Was ist diese Missinterpretation?

Sigrid Stagl: Es entsteht in der Öffentlichkeit der Eindruck, es kostet etwas, wenn man die Transformation angeht. Das stimmt, wir müssen Infrastruktur erneuern, Produktionsweisen anpassen, neue Technologien nutzen. Nur wird in der öffentlichen Debatte gerne das Bild von entweder … oder gezeichnet.

Ein völliger Irrtum, oder?

Sigrid Stagl: Ja, absolut. Weil dieses Oder viel mehr kosten wird, Milliardenbeträge allein für Österreich. Die Kosten der Umstellung sind viel niedriger als die Folgekosten. Die werden drei- bis sechsmal höher sein, das sind derzeit die Erwartungen. Das ist eine klare ökonomische Begründung für die Umstellung. Und genau das muss im öffentlichen Bewusstsein verankert werden. Dazu gehört auch, den wesentlichen Unterschied zwischen laufenden Kosten und Investitionen verständlich zu machen. Das wird in den öffentlichen Diskussionen nicht gut genug unterschieden. Was uns als Investition im Moment eventuell schmerzt, wird uns jahrzehntelang nützen. Das wunderbare Beispiel dafür sind Österreichs Wasserkraftwerke.

„Das Wichtigste wäre einmal, dass man Klimapolitik außer Diskussion stellt. Weil wir sie brauchen, um unsere Lebensgrundlagen zu sichern.“
Sigrid Stagl
Ökonomin und Wissenschaftlerin des Jahres

Die E-Wirtschaft sagt sehr klar, dass sich Windräder und Photovoltaik bei passender Infrastruktur rechnen, je früher, desto besser. Ist das bei den Menschen nicht angekommen?

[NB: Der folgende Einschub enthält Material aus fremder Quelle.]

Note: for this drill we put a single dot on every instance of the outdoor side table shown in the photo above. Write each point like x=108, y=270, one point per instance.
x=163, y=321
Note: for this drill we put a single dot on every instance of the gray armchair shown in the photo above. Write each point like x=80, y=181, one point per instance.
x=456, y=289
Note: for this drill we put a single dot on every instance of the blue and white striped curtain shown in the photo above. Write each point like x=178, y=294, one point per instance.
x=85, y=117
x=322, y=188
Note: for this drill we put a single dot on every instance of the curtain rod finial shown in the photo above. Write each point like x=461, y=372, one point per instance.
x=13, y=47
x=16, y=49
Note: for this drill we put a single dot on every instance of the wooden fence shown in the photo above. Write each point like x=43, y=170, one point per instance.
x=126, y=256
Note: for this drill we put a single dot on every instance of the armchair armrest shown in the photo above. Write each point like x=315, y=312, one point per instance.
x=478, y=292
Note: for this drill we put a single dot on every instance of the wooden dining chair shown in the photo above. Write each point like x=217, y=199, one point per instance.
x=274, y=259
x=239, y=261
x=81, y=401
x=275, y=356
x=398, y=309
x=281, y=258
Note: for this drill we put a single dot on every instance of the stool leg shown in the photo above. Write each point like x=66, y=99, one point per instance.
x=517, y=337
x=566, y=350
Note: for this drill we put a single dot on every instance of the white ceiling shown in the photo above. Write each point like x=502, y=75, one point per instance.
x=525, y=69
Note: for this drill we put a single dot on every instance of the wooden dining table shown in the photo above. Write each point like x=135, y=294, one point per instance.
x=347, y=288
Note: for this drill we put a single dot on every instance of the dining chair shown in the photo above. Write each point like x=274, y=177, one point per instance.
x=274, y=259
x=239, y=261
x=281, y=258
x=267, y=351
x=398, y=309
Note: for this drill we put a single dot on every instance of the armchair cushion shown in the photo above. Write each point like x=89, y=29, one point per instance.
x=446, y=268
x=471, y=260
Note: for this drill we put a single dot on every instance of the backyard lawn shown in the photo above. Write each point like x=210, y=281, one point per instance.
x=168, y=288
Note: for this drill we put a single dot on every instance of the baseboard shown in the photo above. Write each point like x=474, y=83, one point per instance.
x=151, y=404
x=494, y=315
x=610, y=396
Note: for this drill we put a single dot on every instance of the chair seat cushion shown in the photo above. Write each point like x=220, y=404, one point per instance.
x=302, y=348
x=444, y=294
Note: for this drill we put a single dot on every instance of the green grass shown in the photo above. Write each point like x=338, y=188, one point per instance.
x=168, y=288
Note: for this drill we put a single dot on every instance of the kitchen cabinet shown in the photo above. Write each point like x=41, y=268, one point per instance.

Sigrid Stagl: Bei vielen ist das längst angekommen, die wissen, warum erneuerbare Energien richtig cool sind, weil sie nicht nur klimaneutral produzierten Strom liefern, sondern auch die Wertschöpfung im Land lassen. Wir sparen uns die Treibstoffkosten, die wir in vielen Milliarden an unfreundliche Staaten überweisen, wir werden geopolitisch weniger erpressbar. Lieferunterbrechungen sind sehr teuer. Die Resilienz wird durch die Erneuerbaren erhöht.

Ist die E-Wirtschaft der Hoffnungsträger, wo viele andere Bereiche im Klimaschutz auslassen? Gibt ihr die Politik für diese Rolle genug Spielraum?

Sigrid Stagl: Dort ist in den vergangenen Jahren schon sehr viel gelungen, den Strombedarf haben wir im Vorjahr zu 85 Prozent aus Erneuerbaren decken können. Aber beim gesamten Energiebedarf schaffen wir das erst zu 35 Prozent. Da gibt es sehr viel Luft nach oben. Was braucht es? Es gehören die Vorteile der Erneuerbaren noch mehr in den Vordergrund gerückt. Es gelingt offensichtlich nicht von allein, dass Menschen innerhalb ihrer Lebenswelt ihre Ziele optimieren. Die können nicht systemisch an die gesamte Energiewende denken. Die meisten sind auch mit Klimawissenschaften nicht vertraut. Das führt oft zu Lösungen, die anders sind als das, was systemisch wünschenswert ist.

Das vollständige Interview finden Sie in unserem INSPIRE Magazin.

Zur Person

Sigrid Stagl

Sigrid Stagl ist Professorin für Umweltökonomie und Politik an der Wirtschaftsuniversität Wien, wo sie das Institut für Ökologische Ökonomie gegründet hat. Ihre Arbeit befasst sich mit gesellschaftlichen Herausforderungen wie der Klimakrise, Umweltproblemen und Ungleichheit. Derzeit ist sie Leiterin des Instituts für Ökologische Ökonomie und Direktorin des Kompetenzzentrums STaR.